The original 1974 Volkswagen Scirocco was a replacement for the Karmann Ghia and, setting the template for all future Sciroccos, was underpinned by Golf mechanicals – amazingly, some versions had as little as 60bhp. A Mk2 Scirocco replaced it in 1982, later variants of which shared the Golf GTI’s 1.8 16v engine. The Scirocco was replaced by the Corrado in 1992, but the 2006 IROC concept previewed the Scirocco’s return, with production starting in 2008.

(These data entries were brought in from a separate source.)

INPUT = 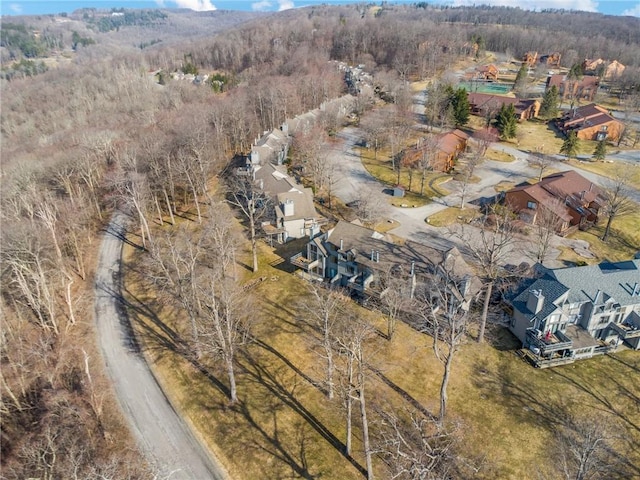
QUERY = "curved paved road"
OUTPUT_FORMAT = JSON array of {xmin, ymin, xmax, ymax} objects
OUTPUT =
[{"xmin": 94, "ymin": 213, "xmax": 227, "ymax": 480}]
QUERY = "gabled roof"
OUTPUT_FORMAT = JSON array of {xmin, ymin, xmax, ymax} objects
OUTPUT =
[
  {"xmin": 537, "ymin": 170, "xmax": 604, "ymax": 205},
  {"xmin": 325, "ymin": 221, "xmax": 480, "ymax": 293},
  {"xmin": 512, "ymin": 277, "xmax": 568, "ymax": 322},
  {"xmin": 253, "ymin": 163, "xmax": 299, "ymax": 195},
  {"xmin": 551, "ymin": 259, "xmax": 640, "ymax": 307},
  {"xmin": 275, "ymin": 187, "xmax": 319, "ymax": 221},
  {"xmin": 467, "ymin": 92, "xmax": 538, "ymax": 116},
  {"xmin": 547, "ymin": 74, "xmax": 599, "ymax": 90},
  {"xmin": 506, "ymin": 183, "xmax": 573, "ymax": 222}
]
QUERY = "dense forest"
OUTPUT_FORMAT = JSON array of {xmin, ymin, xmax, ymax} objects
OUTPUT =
[{"xmin": 1, "ymin": 3, "xmax": 639, "ymax": 479}]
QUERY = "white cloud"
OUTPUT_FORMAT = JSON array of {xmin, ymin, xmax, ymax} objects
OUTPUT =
[
  {"xmin": 174, "ymin": 0, "xmax": 216, "ymax": 11},
  {"xmin": 277, "ymin": 0, "xmax": 295, "ymax": 11},
  {"xmin": 155, "ymin": 0, "xmax": 166, "ymax": 6},
  {"xmin": 621, "ymin": 2, "xmax": 640, "ymax": 16},
  {"xmin": 449, "ymin": 0, "xmax": 598, "ymax": 13},
  {"xmin": 10, "ymin": 3, "xmax": 22, "ymax": 13},
  {"xmin": 252, "ymin": 0, "xmax": 272, "ymax": 11}
]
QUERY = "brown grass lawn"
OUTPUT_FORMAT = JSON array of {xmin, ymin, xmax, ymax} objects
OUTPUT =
[
  {"xmin": 358, "ymin": 146, "xmax": 451, "ymax": 205},
  {"xmin": 427, "ymin": 206, "xmax": 481, "ymax": 227},
  {"xmin": 557, "ymin": 209, "xmax": 640, "ymax": 264},
  {"xmin": 485, "ymin": 148, "xmax": 515, "ymax": 163},
  {"xmin": 566, "ymin": 159, "xmax": 640, "ymax": 191},
  {"xmin": 123, "ymin": 213, "xmax": 640, "ymax": 480}
]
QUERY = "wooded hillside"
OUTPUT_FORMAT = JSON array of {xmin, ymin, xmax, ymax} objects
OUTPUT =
[{"xmin": 1, "ymin": 4, "xmax": 639, "ymax": 479}]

Again Golf based, but with the promise of far sleeker looks and a sporty driving experience, the latest VW Scirocco is intended to inject the VW range with some desirability. VW's have long been known as much for how little they do wrong, as much for how they do right - the Scirocco is set to shift that balance by offering a tempting package at a surprisingly affordable price tag.

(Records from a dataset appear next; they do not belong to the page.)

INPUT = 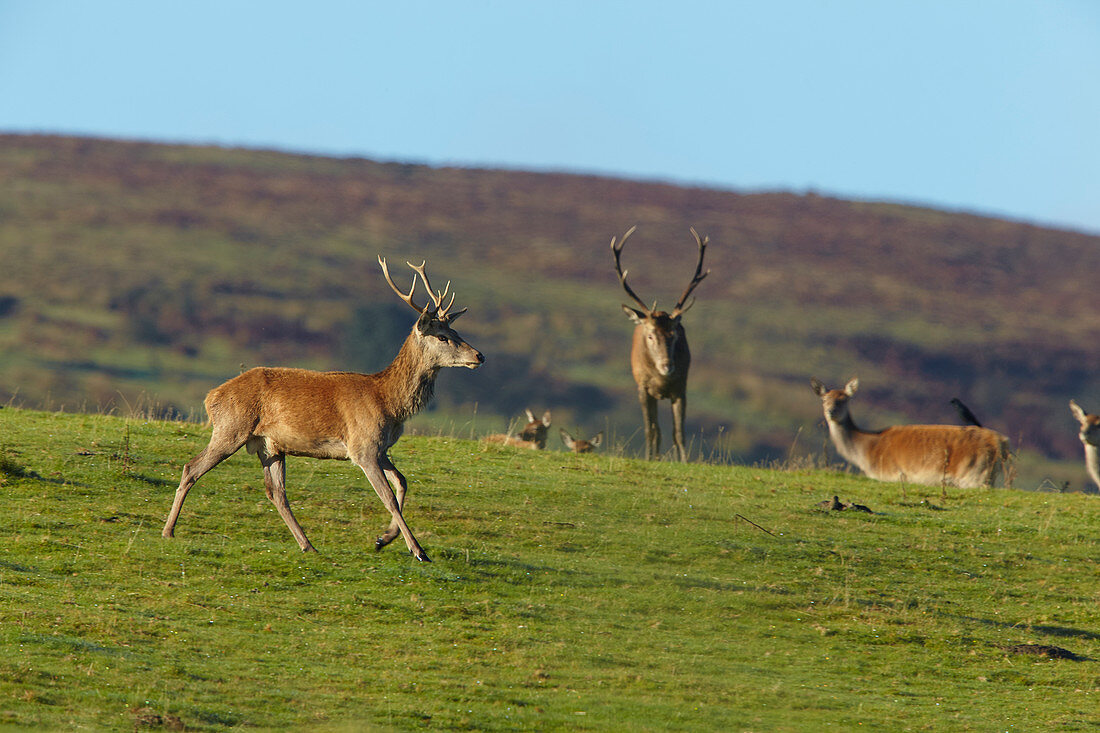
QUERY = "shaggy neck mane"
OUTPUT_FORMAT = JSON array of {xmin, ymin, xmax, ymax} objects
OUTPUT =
[{"xmin": 376, "ymin": 330, "xmax": 438, "ymax": 423}]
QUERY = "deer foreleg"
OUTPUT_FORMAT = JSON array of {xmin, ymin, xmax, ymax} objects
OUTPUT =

The new Scirocco range features a broad choice of four-cylinder engines, ranging from two turbocharged versions of the VW group 1.4, two 2.0-litre petrols and a 2.0-litre TDI offered with 138 or 168bhp. There’s a base trim level (although it’s nicely equipped), GT models and, as with the Golf, a range-topping R model. Unlike Volkswagen’s previous R models (such as the Golf R32), it uses a four-cylinder turbo engine rather than a V6. That means the drivetrain layout is more similar to the models that spawn it – in this case the regular Scirocco GT 2.0 TSI – than was previously the case.